Why the Halifax Water talks broke down

By Robert Devet

11407073_359810847542176_8081492769439769123_nLast Thursday talks between Halifax Water and the Canadian Union of Public Employees (CUPE) broke down.

Pensions continue to be the most contentious issue. A union-proposed salary cap on pension contributions for employees earning more than $141,000 was rejected by management.

Yet a recent joint employer and union proposal to address Halifax City pension pressures contains the very measures that Halifax Water deems entirely unacceptable.

It seems that discussions were actually going fairly well.

An agreement should have been hammered out by now, says Kevin Skerrett, a CUPE pension researcher who was at the bargaining table. Over the last week the union made what Skerrett considers substantial and difficult concessions.

“We accepted sharing the total cost of the plan beyond anything we have shared in the past,” Skerrett says. It will actually save 1.8 million more over 15 years, something Skerrett says management acknowledged. As well, the union conceded to some reductions in retirement benefits.

“By offering more member dollars in order to realize their goal, I really felt very confident that we had done it. I could not imagine an employer rejecting an offer that was projected, at least in the medium term, to be cheaper than their own. I have never seen it,” says Skerrett.

But reject it they did. The contentious issue of salary caps remains unresolved.

Pension plans typically establish salary caps for pension contributions.  It reflects that portion of a salary that you pay pension premiums on, and so establishes the extent of your future pension benefits.

Revenue Canada establishes a framework for salary caps by defining the extent to which premiums can be deducted and investment earnings are not taxed. Within that framework individual pension plans can set their own thresholds.

That cap currently sits at $141,000. Halifax Water wants to continue to increase the cap on an annual basis, albeit at a slower rate than before.
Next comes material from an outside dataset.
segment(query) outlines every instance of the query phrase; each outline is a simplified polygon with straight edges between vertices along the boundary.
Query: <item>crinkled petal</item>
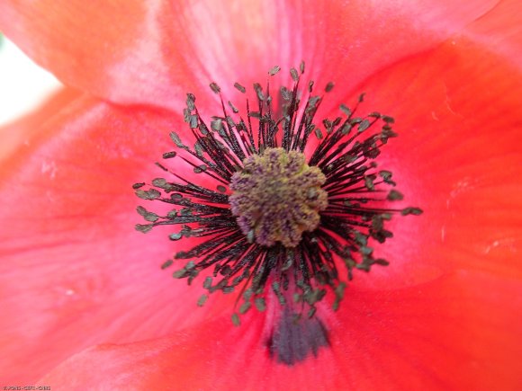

But the union believes that the cap must remain frozen at its current level. The union believes a freeze will not only address some of the plan’s current woes, it will also begin to rectify some earlier substantial cap increases that have added greatly to the plan’s liabilities.

Halifax Water says it cannot allow what it calls a tow-tiered system.

“What they’re really trying to do is focus on senior management who rightly make a higher salary,” James Campbell, spokesperson for Halifax Water, told the CBC. “Are you bargaining for your membership, or are you bargaining against management?” he asked.

Maybe Campbell should direct that question to the joint labour and management Board of Trustees of the HRM pension plan, Skerrett suggests. That plan too faces some challenging times.

The so-called HRM Pension Committee, at its Annual General Meeting on Thursday afternoon, just hours before Halifax Water talks broke down, tabled a proposal that included a complete freeze on the maximum earnings cap for its members.

The same freeze that has Campbell brimming with righteous indignation.

“My jaws dropped when I heard this,” Skerrett remarks. “What I would suggest is that (Halifax CAO) Richard Butts and the Mayor and whoever are the real engineers behind both plans will be furious, because they will want to change the recommendation.

But meanwhile Halifax Water has some explaining to do.